The groundbreaking elements that will be brought by RNAvac are: original vaccine formulation approaches with more efficient and less costly bioproduced mRNAs, a new way to improve mRNA stability, mucosal administration of mRNA vaccines and dual targeting of RNA/antigen to dendritic cells to favor memory immune response after vaccination.

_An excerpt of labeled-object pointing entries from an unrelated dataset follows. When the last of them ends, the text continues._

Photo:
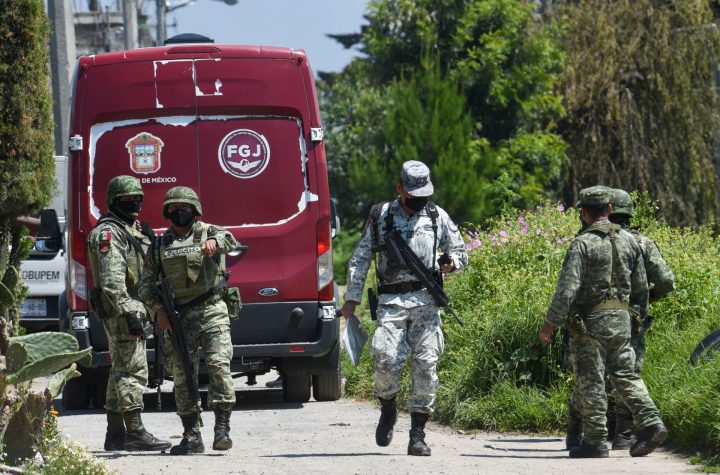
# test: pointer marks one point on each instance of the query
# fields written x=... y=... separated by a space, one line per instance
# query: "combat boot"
x=222 y=430
x=137 y=438
x=192 y=439
x=115 y=434
x=649 y=439
x=388 y=418
x=417 y=445
x=624 y=438
x=573 y=439
x=587 y=451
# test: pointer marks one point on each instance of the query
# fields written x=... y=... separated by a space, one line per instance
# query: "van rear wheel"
x=75 y=394
x=327 y=387
x=296 y=388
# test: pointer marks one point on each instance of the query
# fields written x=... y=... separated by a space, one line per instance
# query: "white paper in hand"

The consortium is backed by several national infrastructures (LabEx immuno-oncology and MAbimprove, GDR RNA & GDR Biomimetisme, ART-ARN) and a network of start-ups and companies that will enable technology transfer for industrialization.

In conclusion, RNAvac project is fully in line with France’s ambition to position itself at the forefront of biotherapy and bioproduction technologies. In 4 years’, time, we expect to build a very strong and competitive expertise on mRNA vaccines and mRNA in general as biotherapies.